The ruling penned by Justice Clarence Thomas tortured the dictionary in differentiating shots fired from a single pull of a trigger to those fired as a bump stock keeps a weapon pushing up against a shooter’s trigger pull.
Being a lawyer of any kind, particularly one charged with issuing the final say on the meaning of law and the Constitution, comes with a certain amount of parsing technicalities. That’s inevitable, but also gives justices cover to lean so heavily on the technicalities as to basically ignore everything else.
As into the weeds of definitions as this decision tries to get, the question that was before the justices was a simple one: What is a bump stock, exactly? What does it do?

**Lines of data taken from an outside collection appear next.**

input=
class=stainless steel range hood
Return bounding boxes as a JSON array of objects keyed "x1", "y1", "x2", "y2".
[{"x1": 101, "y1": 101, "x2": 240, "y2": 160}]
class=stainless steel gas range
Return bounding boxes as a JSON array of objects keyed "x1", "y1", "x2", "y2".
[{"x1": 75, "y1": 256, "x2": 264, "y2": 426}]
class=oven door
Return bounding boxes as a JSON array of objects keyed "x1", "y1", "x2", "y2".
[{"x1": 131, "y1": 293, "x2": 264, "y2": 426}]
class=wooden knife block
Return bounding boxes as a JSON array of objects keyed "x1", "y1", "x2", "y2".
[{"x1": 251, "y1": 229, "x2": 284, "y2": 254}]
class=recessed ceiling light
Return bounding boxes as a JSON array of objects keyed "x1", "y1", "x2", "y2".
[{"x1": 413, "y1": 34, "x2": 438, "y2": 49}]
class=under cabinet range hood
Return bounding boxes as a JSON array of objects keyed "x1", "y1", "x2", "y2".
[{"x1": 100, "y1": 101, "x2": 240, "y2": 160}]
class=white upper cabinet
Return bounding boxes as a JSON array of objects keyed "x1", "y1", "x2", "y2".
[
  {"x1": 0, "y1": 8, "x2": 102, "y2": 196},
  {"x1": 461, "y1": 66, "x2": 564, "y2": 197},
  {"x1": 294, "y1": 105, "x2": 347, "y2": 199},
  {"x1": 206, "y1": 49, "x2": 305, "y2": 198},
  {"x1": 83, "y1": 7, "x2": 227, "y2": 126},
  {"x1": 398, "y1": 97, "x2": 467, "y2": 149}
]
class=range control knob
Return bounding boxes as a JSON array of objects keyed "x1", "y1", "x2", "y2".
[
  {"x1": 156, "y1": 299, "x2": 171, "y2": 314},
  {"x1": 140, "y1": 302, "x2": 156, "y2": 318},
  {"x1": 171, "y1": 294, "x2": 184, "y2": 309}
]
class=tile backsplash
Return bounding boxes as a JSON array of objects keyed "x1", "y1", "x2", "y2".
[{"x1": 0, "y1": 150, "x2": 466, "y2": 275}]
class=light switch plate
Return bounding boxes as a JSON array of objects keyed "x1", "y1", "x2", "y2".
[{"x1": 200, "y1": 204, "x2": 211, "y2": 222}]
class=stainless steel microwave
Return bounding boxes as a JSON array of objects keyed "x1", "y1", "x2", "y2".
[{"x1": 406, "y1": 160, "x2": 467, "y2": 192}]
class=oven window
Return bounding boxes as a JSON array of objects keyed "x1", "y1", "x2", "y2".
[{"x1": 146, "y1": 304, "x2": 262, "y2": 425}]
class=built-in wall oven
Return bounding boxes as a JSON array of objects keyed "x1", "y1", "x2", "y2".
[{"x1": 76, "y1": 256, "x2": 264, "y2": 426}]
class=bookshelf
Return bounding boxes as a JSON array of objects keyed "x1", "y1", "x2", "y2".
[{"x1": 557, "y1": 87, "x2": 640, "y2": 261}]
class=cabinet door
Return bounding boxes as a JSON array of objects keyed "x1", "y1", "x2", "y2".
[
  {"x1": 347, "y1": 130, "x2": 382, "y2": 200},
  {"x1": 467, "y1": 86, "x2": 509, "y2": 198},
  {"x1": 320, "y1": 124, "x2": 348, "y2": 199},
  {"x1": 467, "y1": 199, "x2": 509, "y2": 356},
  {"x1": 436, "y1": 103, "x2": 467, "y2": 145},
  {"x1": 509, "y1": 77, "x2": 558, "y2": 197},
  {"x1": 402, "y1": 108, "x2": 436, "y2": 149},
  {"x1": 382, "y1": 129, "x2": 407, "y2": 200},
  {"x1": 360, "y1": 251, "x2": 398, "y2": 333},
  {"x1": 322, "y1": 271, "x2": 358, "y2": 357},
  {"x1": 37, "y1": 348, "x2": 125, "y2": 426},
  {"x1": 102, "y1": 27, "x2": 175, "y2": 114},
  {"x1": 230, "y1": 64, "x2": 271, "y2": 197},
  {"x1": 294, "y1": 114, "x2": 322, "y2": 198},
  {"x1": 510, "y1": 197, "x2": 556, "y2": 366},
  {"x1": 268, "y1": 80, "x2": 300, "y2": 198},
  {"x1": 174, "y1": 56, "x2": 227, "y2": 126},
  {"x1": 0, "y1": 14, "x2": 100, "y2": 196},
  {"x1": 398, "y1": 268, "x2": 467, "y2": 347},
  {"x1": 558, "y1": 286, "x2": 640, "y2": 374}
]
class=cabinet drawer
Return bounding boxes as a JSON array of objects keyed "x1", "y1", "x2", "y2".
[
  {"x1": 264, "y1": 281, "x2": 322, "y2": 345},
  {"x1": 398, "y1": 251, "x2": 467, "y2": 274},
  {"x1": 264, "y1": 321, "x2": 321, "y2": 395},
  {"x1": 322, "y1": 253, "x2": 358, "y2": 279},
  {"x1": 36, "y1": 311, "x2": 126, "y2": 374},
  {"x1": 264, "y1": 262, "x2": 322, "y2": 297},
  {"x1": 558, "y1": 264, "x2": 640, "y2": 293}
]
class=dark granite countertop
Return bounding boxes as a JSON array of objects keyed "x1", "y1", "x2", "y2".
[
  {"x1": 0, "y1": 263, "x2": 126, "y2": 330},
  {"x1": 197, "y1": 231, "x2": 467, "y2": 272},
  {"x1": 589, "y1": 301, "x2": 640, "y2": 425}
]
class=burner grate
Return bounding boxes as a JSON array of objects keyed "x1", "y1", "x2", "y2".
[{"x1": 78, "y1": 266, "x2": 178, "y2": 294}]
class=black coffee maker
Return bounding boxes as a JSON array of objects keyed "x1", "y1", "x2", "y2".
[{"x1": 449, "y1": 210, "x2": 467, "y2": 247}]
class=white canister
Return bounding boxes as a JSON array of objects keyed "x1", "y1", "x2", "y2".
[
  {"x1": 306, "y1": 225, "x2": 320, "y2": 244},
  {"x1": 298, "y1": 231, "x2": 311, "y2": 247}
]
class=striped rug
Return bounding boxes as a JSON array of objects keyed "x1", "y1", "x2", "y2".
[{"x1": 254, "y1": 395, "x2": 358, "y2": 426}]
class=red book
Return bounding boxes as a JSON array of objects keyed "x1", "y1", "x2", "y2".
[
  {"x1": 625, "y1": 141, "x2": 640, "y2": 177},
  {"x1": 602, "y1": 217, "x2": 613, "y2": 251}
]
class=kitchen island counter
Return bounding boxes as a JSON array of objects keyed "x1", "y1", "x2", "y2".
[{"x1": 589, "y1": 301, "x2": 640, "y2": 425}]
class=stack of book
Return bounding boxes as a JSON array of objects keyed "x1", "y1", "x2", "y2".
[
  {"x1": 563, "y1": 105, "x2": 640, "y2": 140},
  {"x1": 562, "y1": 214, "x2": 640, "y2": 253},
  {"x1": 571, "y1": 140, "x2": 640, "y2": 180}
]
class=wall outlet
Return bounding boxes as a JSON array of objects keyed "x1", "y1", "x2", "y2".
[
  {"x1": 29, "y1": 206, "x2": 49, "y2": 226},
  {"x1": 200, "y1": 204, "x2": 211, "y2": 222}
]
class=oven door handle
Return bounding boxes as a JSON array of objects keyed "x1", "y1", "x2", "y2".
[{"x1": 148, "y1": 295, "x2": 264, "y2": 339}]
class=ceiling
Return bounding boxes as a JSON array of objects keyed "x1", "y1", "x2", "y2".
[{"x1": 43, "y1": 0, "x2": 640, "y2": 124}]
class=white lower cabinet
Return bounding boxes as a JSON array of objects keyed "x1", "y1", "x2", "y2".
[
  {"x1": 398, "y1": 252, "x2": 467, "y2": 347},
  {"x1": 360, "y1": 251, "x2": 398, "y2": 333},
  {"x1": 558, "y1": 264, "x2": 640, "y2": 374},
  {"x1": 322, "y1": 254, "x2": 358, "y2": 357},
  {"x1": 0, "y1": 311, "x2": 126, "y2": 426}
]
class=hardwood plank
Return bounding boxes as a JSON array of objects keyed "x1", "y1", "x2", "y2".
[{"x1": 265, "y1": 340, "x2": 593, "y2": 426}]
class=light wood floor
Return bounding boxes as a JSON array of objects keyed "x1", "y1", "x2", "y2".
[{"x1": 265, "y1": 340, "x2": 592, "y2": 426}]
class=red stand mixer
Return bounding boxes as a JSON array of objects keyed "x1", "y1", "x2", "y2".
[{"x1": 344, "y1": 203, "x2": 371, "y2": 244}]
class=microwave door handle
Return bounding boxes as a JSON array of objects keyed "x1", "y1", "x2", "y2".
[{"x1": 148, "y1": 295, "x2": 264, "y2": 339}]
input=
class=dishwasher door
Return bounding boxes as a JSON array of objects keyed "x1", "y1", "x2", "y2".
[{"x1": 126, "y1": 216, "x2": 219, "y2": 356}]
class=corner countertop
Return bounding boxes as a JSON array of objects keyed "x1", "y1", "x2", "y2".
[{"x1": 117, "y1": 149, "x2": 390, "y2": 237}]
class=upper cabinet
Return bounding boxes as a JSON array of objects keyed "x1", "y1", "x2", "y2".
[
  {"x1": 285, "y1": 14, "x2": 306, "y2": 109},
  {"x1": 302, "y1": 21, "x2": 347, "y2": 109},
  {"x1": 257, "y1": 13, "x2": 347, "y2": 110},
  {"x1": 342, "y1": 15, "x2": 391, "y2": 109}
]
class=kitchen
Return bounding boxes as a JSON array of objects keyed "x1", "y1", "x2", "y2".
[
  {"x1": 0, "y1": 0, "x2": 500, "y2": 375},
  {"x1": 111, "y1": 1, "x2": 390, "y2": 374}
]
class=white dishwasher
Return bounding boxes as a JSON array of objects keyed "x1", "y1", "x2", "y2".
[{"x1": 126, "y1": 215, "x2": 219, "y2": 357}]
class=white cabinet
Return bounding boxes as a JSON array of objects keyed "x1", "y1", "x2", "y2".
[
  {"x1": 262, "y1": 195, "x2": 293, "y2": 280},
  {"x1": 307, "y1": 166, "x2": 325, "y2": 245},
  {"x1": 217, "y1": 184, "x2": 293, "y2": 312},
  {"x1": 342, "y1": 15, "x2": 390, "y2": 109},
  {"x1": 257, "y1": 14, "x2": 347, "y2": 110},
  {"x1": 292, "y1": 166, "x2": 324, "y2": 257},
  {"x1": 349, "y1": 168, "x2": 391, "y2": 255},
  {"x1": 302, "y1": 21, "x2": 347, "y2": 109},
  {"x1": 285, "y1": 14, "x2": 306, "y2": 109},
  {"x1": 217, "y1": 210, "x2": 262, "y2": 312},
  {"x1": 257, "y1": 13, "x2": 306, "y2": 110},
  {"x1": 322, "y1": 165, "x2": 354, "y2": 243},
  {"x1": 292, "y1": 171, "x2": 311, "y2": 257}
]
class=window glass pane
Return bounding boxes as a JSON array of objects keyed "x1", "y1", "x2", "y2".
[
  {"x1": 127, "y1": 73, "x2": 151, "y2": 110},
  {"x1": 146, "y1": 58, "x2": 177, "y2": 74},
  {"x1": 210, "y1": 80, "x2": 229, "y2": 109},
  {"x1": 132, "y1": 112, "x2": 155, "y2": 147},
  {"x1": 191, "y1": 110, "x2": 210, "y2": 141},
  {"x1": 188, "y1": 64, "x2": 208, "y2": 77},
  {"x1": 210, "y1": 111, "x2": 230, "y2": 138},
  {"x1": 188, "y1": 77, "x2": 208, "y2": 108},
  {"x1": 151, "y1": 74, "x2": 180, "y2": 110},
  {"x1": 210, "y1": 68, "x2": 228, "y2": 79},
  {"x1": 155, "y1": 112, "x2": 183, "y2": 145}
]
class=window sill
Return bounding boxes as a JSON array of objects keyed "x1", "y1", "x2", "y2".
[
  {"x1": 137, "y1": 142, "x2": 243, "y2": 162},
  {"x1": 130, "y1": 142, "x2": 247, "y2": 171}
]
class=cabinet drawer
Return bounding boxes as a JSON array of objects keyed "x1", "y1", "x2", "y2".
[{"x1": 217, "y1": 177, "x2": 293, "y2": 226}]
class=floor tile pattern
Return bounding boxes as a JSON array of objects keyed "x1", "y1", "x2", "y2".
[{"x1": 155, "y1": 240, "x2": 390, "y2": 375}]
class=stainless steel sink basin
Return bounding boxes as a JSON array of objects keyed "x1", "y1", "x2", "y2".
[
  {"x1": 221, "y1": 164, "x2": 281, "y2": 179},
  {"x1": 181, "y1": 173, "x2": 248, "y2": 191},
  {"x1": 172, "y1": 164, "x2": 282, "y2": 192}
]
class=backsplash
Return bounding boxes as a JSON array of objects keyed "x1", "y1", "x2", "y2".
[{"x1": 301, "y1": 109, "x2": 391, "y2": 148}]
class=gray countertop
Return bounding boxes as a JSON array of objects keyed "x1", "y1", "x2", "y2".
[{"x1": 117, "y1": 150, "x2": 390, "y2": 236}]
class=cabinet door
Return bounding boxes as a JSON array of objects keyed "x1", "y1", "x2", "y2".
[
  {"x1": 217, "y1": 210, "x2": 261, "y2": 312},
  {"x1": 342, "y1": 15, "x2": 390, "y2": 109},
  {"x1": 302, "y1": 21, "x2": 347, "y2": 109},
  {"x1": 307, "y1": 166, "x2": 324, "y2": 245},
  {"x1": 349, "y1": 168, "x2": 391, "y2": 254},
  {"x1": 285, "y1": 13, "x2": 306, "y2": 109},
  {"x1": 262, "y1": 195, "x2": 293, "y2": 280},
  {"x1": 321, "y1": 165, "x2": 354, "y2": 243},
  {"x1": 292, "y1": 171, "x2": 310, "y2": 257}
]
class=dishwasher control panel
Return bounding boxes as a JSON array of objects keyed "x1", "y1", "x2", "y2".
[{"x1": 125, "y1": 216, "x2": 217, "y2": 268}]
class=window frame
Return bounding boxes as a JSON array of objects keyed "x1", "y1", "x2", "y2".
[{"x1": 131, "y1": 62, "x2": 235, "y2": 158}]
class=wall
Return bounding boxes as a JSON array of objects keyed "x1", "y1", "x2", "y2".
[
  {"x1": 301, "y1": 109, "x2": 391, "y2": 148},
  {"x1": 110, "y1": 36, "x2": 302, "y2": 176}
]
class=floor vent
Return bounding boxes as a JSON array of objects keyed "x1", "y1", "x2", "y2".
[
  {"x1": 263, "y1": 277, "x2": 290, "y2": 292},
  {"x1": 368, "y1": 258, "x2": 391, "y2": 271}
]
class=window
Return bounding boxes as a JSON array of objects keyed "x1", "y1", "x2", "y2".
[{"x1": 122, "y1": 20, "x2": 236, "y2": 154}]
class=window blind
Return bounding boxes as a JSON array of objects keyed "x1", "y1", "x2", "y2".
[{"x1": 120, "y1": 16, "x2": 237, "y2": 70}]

Bump stocks are additions to firearms that permit them to fire automatically, and no, just because the motion that allows automatic firing happens outside instead of inside the weapon doesn’t mean this isn’t what’s happening while the trigger is squeezed. This automatic rate of fire makes the gun what’s known colloquially and under law as a “machine gun.” Both these guns and accessories that convert other guns into them are banned, which makes the bump stocks unlawful under federal law. That’s it.
Questions over whether the movement of the gun around the depressed trigger count as separate actuations of the trigger are distractions from the basic and obvious truth that everyone — from the gun restriction groups to the people who actually make, market and sell the bump stocks themselves — knows well.